Not everyone has "evolved" on the issue, of course. Cynthia Trent, a former library commission member, wanted to pull the books altogether but says she's come around to the "Family Talk" section.

"It's not because I have anything against those folks that have that kind of a lifestyle," she insists.

"It's that children that young don't have any business being faced with that type of book, unless they're in that type of family."

In 2008, commission member Ralph Bullard introduced an amendment that required the "Family Talk" section be at least five feet from the ground.

"When I came on the commission there was a lot of interest in the community that certain books were not really books that they thought children should be reading," Bullard said.

A former headmaster at a Christian school, Bullard also thinks LGBT books with LGBT themes should be banned from the children's section.
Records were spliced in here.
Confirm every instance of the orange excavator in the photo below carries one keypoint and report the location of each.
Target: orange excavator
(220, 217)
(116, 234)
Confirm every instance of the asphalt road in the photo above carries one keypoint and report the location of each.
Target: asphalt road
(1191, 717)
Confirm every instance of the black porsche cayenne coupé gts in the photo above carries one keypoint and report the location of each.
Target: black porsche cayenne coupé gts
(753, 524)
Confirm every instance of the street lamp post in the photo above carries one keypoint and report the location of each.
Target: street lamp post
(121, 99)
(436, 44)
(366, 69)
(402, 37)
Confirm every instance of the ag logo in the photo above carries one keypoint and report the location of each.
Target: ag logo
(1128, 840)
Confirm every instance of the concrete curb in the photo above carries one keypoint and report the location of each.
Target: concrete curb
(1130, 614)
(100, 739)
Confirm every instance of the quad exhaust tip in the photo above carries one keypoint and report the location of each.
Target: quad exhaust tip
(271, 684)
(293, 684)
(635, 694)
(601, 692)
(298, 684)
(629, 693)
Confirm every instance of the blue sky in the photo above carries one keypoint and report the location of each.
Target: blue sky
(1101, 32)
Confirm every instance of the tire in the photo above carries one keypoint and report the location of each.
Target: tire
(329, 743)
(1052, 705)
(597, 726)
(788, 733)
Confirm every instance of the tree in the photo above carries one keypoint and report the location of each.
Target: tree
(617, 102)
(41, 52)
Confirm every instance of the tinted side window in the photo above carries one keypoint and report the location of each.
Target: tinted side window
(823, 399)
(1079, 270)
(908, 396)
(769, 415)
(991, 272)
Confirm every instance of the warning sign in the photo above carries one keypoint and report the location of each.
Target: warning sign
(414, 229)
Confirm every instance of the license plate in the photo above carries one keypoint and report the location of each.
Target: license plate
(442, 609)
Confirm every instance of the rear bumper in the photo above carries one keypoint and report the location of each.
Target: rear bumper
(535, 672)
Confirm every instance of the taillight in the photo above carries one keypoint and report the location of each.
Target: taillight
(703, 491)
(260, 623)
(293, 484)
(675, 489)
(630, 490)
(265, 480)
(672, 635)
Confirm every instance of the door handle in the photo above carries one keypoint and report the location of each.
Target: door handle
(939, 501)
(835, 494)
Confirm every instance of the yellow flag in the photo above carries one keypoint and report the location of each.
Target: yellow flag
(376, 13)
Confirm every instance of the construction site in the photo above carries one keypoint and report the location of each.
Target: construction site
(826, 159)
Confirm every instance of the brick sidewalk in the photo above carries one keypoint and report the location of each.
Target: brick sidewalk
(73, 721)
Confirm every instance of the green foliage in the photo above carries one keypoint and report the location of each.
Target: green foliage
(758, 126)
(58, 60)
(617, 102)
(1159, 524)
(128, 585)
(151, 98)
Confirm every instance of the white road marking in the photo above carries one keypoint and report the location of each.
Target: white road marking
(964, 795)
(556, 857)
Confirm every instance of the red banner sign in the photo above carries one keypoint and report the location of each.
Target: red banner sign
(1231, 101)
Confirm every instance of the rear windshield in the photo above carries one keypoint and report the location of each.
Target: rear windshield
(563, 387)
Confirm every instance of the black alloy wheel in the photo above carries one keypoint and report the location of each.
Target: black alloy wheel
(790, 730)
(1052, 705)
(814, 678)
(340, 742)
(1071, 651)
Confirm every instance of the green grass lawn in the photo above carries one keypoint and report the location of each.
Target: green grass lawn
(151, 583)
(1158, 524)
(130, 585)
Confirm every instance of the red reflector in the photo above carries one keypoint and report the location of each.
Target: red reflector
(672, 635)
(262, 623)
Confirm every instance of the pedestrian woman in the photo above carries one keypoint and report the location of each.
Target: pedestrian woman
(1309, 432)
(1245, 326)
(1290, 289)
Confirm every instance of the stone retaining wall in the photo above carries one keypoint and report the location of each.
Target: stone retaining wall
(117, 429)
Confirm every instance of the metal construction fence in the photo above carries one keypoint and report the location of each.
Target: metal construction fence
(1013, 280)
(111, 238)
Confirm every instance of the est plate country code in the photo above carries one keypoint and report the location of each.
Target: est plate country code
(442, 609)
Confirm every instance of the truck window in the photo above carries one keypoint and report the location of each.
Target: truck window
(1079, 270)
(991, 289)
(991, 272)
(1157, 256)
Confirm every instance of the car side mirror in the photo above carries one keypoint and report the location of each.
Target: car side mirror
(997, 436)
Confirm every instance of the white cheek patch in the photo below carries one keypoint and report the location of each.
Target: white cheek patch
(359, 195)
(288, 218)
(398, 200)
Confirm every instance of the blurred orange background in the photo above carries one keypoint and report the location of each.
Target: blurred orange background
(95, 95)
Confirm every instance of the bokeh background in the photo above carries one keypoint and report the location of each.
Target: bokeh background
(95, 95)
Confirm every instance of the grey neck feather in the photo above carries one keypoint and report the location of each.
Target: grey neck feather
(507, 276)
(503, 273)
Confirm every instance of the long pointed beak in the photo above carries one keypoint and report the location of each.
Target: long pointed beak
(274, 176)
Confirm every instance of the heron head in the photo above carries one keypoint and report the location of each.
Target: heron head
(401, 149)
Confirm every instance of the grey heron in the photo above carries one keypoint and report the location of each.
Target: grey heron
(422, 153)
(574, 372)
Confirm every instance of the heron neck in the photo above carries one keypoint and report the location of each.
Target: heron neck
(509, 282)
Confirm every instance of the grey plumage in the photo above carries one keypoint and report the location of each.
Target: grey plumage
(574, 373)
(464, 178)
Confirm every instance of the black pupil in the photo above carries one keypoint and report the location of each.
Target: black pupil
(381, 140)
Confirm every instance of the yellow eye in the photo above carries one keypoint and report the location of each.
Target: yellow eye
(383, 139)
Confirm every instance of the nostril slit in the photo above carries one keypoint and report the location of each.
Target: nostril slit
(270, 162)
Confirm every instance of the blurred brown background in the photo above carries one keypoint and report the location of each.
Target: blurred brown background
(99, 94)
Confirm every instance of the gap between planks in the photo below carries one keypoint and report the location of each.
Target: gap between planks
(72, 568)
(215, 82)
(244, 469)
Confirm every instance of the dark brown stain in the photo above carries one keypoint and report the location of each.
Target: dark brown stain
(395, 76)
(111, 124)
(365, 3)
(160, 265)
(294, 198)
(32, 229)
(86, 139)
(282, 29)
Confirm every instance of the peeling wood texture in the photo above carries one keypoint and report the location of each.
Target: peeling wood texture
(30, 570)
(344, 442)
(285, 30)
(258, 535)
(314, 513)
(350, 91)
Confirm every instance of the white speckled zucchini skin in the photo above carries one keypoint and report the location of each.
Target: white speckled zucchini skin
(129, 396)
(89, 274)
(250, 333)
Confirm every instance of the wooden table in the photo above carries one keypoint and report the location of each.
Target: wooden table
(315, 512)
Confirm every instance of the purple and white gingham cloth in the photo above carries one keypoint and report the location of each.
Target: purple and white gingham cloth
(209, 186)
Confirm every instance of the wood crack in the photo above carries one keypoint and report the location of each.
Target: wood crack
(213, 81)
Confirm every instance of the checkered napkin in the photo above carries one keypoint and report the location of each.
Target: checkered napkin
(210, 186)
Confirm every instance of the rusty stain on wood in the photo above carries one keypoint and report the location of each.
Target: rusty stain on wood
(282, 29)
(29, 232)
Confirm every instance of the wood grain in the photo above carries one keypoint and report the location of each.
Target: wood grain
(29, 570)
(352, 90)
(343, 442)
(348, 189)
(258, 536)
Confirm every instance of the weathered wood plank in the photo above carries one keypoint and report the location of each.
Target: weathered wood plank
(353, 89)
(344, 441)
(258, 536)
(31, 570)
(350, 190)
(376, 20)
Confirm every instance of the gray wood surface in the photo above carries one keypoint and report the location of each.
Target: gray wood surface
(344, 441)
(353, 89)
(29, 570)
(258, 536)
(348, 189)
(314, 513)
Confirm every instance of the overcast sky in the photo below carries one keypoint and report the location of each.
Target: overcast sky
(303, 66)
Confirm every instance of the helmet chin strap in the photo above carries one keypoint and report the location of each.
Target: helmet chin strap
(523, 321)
"Just on a personal basis, I think that whole issues—and homosexuality and all the different versions its moved into, transgender and changing sexes and same-sex marriage and all those things that come from homosexuality and it being morally correct or immoral, is much more widespread now," he explained. (Though maybe explained is the wrong word.)

Still, Bullard acknowledges, he doesn't run the show.

"If I were at the library myself, I'd be more restrictive for sure, but it's a public library and it's reflecting the interests of the public that exists."

Stevenson agrees any book dealing with sex should be out of kids' hands, "but to say the entire LGBT community is only defined by sex is clear discrimination. It denies us our humanity."

He's going to the next commission meeting on October 20 to ask them to take books like And Tango Makes Three out of the "Family Talk" section.

The issue is hardly exclusive to Oklahoma City, though: In big cities and small towns, from Texas to New Hampshire, parents and politicians have tried to move—or remove—kids titles with LGBT representation.

For the most part, the librarians are pushing back.

“The inclusion of LGBTQ children’s materials in public libraries has long been an issue for our office,” American Library Association's Kristin Pekoll told Kera News.

Ironically, there are more LGBT titles for kids than ever—books that address a parent coming out, gender-nonconformity, and other topics.

Says Pekoll, “It’s important not only for the kids who identify with these books to see themselves in books, but it’s so important for everybody else to realize that this is part of our world.